大学職員のあり方は多種多様であり、一言では括れないと先ほど述べました。大学を設置・運営している法人の種別による違いは特に大きいでしょう。国立、公立、私立で、行う業務の内容や給与・キャリアといった待遇の実態がかなり違うのです。

本書執筆にあたり、多くの現役職員にインタビューを行いました。いくつかの声をご紹介します。

大学内の駐輪場
写真=iStock.com/Omjai
※写真はイメージです
Aさん(首都圏国立大/50代)

・公務員など、公的機関で働くことを望んでいる方が多く、その一つとして結果的に本学が選ばれている。そのため採用時は競争倍率も高いが、辞退率もそれなりに高い。県庁をはじめとする自治体などに受かると、そちらに行くケースが多いように感じている。

・言われたことだけやれば良いという職員も多い。改革意識の高い若者が採用されても、その意欲に応えられる仕事が用意できていない。やる気のない若手、余計な仕事は一切しないという姿勢の若手も残念ながらいる。

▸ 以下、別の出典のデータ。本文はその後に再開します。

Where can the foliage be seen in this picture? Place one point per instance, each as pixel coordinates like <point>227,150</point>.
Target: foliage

・さまざまなことを教員がやってくれる。職員は先生の意見を待ってしまう。

・分担業務が細かく分かれており、よく言えばきちんとしている。裏を返せば手続きが多く、縦割り組織で、業務量は膨らんでいく傾向にある。手続き処理を正確にこなすことが好きな職員が多いように感じる。

・異動官職というシステムがある以上、「これより上のポストには就けない」という想いを多くの職員が持っているように思う。

・給与水準で言えば、国立大職員の大半は管理職でも1000万円に届かない。

・母校愛が強い人が多い。

Bさん(地方私大/40代)

・自分が学んだ母校に貢献したいと考え、職員になった。私大に入職したい人には自分と同じように母校愛、母校を良くしたいという動機の方が多いように感じる。

・企業ではなく大学に勤めている、教育の仕事に関わっているという意識の方が周囲には多い。待遇目当てではなく、教育に関わる志のある方に来てほしい。

・中途採用で入職する方は増えている。他大学で非正規雇用の契約職員をされていた方が、中途採用で専任職員になるケースも多々ある。

・上の世代は、型にはまった仕事の仕方に慣れている、昔ながらの公務員タイプが多いように思う。若い職員たちとは違うところがある。